El otro día estaba con un amigo y me explicaba que su hija adolescente había vuelto de viaje de fin de curso. Al ver las fotos se dio cuenta de que no sólo había hecho muy pocas, sino que apenas había personas. Entonces el padre, mi amigo, preguntó a su hija que por qué apenas tenía fotos con sus amigas; a lo que su hija contestó que cada una de las amigas que había ido al viaje tenía las suyas y que ya habían quedado para entrar en 'sus espacios' y verlas todas.

Algo impensable hace sólo unos años, pero que inexplicablemente funciona. Muchas personas que hayan nacido hace más de 30 años recordarán como en las familias numerosas de antaño, no era muy habitual que cada niño tuviera una habitación, sino que ese privilegio de tener tu habitación para ti solo llegaba con la edad. Ese espacio propio, era algo muy especial que sólo compartías con tus amigos. Un símbolo que te aproximaba al mundo adulto y que ayudaba a dejar atrás la etiqueta de niño.

Un mundo que ahora está a disposición de cualquiera a tan sólo un clic de distancia, ya que ahora cualquier persona puede ver tu cuarto o conocer tu espacio más íntimo en Internet. Así como ese cuarto de adolescente dotaba de identidad un espacio concreto gracias a los pósters u otros objetos personales casi de culto, años más tarde vemos como esa idea se ha trasladado a la Red. Ahora todos desean tener esa identidad digital para poder enseñarla al mundo entero. Y lo más curioso es que esa identidad ya no es personal sino que se construye entre todos.

Una identidad cuya creación no es sólo un fenómeno de adolescentes, como muchos piensan. Esa quizá sea la gran diferencia o el gran cambio que ha precipitado en tan sólo unos años. A una cierta edad, los padres permiten a sus hijos decorar su cuarto con elementos que le ayuden a reforzar su identidad. Pero lejos de lo que pueda parecer o incluso de lo que hasta hace poco pensaba el mercado, datos muy recientes reflejan que plataformas como MySpace no suponen en absoluto o en exclusiva un fenómeno de adolescentes, pues casi la mitad de sus usuarios son mayores de 35 años.
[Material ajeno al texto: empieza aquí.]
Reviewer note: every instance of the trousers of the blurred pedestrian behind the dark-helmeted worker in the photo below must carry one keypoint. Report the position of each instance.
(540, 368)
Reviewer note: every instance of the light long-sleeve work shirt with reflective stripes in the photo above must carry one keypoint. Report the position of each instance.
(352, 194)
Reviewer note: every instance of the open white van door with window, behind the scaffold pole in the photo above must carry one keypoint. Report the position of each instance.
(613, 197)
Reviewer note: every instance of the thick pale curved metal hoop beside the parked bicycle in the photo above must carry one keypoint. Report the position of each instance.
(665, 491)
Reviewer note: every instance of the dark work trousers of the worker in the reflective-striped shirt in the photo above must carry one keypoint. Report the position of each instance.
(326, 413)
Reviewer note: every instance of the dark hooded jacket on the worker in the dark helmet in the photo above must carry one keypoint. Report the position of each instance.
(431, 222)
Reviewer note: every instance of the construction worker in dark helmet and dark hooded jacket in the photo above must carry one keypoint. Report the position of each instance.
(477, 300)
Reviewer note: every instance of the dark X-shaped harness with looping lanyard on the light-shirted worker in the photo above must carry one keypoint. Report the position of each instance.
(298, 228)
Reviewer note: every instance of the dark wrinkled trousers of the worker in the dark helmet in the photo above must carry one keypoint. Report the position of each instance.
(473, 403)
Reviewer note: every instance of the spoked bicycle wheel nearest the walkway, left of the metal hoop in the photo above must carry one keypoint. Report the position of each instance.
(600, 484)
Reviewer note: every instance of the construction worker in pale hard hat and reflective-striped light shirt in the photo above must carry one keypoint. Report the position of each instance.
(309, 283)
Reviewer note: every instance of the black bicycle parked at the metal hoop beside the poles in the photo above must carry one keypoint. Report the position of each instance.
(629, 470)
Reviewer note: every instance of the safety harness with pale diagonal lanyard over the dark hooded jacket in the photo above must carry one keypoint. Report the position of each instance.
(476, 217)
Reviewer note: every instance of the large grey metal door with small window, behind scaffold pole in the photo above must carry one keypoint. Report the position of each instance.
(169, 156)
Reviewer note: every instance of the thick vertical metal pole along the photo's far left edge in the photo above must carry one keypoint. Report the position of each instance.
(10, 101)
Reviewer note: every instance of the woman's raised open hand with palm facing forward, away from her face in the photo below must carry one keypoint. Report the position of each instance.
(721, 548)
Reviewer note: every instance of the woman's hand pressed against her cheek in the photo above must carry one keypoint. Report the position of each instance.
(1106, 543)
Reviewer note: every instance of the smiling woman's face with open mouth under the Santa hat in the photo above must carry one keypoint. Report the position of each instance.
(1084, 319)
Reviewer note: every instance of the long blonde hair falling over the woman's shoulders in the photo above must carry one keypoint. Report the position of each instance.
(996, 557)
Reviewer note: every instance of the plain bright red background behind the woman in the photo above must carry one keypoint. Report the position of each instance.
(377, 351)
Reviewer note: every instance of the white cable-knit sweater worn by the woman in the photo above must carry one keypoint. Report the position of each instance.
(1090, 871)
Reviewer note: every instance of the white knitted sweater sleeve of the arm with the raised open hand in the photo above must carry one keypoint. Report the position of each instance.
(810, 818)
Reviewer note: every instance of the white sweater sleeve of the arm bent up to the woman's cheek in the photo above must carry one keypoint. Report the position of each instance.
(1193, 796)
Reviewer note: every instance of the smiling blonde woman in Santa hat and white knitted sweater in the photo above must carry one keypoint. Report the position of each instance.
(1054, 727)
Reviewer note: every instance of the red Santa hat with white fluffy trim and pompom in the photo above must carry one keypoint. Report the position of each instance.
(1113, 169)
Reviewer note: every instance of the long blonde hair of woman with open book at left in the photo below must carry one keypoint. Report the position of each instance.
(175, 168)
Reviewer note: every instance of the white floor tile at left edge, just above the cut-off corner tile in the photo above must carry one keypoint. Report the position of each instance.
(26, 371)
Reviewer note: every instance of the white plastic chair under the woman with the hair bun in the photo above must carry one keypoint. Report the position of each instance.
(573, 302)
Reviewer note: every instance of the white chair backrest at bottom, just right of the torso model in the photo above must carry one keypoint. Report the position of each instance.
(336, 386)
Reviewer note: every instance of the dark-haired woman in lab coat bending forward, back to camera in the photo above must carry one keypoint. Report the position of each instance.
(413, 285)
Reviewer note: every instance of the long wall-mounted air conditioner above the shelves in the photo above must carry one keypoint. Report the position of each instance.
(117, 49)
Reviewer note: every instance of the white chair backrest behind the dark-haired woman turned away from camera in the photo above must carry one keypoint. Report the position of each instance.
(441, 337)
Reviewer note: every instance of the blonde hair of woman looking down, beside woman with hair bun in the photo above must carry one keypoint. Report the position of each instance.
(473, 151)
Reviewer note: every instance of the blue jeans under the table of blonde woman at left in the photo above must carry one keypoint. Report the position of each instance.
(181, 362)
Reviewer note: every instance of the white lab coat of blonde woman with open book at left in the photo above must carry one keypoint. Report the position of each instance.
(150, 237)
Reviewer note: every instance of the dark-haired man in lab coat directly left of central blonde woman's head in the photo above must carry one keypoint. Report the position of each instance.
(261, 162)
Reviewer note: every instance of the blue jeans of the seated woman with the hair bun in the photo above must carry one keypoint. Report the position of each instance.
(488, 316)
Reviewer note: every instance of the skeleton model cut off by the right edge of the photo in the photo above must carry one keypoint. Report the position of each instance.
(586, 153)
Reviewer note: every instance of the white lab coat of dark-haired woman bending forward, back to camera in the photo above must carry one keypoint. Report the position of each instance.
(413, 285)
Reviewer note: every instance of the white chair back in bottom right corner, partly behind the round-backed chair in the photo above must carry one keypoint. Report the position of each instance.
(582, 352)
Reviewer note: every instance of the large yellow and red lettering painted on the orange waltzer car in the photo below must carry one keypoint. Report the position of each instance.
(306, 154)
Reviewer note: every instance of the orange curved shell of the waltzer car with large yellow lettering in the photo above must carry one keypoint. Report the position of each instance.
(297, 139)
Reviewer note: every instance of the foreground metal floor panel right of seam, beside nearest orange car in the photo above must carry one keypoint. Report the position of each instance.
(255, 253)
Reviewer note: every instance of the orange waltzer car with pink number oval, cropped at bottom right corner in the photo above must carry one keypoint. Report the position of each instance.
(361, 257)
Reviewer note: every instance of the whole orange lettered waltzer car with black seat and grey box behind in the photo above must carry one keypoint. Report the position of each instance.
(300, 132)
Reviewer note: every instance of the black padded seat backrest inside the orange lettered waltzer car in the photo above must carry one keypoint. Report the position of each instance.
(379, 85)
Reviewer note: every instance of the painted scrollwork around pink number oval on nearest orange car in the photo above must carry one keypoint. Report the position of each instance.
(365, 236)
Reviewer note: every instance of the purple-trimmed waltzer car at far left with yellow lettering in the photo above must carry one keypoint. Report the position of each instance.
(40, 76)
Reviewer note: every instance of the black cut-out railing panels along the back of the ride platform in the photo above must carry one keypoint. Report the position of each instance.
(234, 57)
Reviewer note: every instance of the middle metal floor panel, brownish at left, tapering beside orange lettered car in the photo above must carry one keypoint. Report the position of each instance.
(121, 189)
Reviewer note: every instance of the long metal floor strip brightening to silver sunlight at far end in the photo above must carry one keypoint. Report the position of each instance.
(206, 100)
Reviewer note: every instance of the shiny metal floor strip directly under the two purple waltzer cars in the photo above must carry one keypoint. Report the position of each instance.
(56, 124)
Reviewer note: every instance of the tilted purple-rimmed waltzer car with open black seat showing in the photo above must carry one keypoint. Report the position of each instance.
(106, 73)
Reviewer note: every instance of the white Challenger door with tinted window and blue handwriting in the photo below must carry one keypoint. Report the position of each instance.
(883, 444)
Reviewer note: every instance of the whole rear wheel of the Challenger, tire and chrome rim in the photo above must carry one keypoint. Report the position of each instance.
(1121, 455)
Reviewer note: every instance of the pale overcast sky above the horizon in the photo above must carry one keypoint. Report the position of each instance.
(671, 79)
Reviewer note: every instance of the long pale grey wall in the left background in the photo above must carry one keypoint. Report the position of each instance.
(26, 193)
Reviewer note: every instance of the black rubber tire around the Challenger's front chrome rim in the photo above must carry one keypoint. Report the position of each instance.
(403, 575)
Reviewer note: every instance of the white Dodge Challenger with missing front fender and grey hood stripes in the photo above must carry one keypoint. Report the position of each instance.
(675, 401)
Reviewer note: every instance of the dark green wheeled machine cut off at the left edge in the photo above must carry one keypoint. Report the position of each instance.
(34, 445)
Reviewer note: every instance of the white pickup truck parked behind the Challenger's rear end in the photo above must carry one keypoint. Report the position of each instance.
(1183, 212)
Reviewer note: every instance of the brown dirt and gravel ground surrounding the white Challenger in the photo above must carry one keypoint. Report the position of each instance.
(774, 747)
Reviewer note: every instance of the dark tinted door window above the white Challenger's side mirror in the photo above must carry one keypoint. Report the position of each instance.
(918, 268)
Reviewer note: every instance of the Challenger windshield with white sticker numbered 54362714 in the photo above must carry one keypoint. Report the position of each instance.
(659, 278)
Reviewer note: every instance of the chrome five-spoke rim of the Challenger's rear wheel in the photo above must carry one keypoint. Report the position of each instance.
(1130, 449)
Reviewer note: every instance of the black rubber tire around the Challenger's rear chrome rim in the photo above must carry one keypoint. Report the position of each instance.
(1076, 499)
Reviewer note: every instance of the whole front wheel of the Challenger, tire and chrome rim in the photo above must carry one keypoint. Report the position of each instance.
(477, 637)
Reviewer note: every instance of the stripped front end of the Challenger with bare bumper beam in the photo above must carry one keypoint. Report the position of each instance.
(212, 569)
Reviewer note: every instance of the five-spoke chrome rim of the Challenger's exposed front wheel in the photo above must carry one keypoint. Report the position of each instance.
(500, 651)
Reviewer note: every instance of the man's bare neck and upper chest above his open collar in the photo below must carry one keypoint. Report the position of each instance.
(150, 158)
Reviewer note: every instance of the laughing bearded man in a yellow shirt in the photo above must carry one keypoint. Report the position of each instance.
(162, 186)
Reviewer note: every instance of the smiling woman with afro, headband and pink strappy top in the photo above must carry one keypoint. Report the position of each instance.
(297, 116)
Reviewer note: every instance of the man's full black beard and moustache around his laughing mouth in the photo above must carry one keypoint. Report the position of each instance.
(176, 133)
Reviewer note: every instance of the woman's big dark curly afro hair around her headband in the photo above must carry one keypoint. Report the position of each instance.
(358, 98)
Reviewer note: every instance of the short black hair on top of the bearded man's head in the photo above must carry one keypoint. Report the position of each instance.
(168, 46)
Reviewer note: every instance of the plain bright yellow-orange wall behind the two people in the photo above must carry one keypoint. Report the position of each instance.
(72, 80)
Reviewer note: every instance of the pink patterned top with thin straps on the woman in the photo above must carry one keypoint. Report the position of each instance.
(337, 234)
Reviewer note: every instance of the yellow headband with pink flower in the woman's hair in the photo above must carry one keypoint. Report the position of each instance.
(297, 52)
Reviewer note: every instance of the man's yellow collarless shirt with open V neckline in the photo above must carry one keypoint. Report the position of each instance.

Sus más de 100 millones de usuarios registrados en todo el mundo, automáticamente le habilitan un lugar en el podio de los más deseados de Internet y una de las propiedades más valiosas del panorama online.

Hasta ahora, este tipo de plataformas se han desarrollado principalmente sobre la base de los ordenadores personales, y en ellas la utilidad del móvil quedaba relegada al envío o recepción de contenidos. Pero ahora comienzan a diseñarse redes sociales online de segunda generación que aprovechan el infinito potencial de la movilidad: Una tendencia que aunque incipiente aún, tiene amplios visos de desarrollo en un futuro acompañada de nuevos términos como geolocalización o geoposicionamiento, que pronto ganarán presencia en nuestras vidas, con los problemas de pérdida de privacidad que conlleva. Aunque quizá lo realmente relevante de estas experiencias, sea que permiten observar cómo el entorno digital se ha convertido en una extensión de nuestra identidad y creatividad, ya que cada vez nos comunicamos y relacionamos cada vez con mayor soltura y naturalidad por entre esos espacios híbridos de realidad y virtualidad. El individuo del nuevo milenio, marcado por los tiempos hipermodernos, participa además en la tarea de construcción de ese espacio colectivo, de esa nueva identidad móvil digital que, a buen seguro, formará una parte importante del mañana.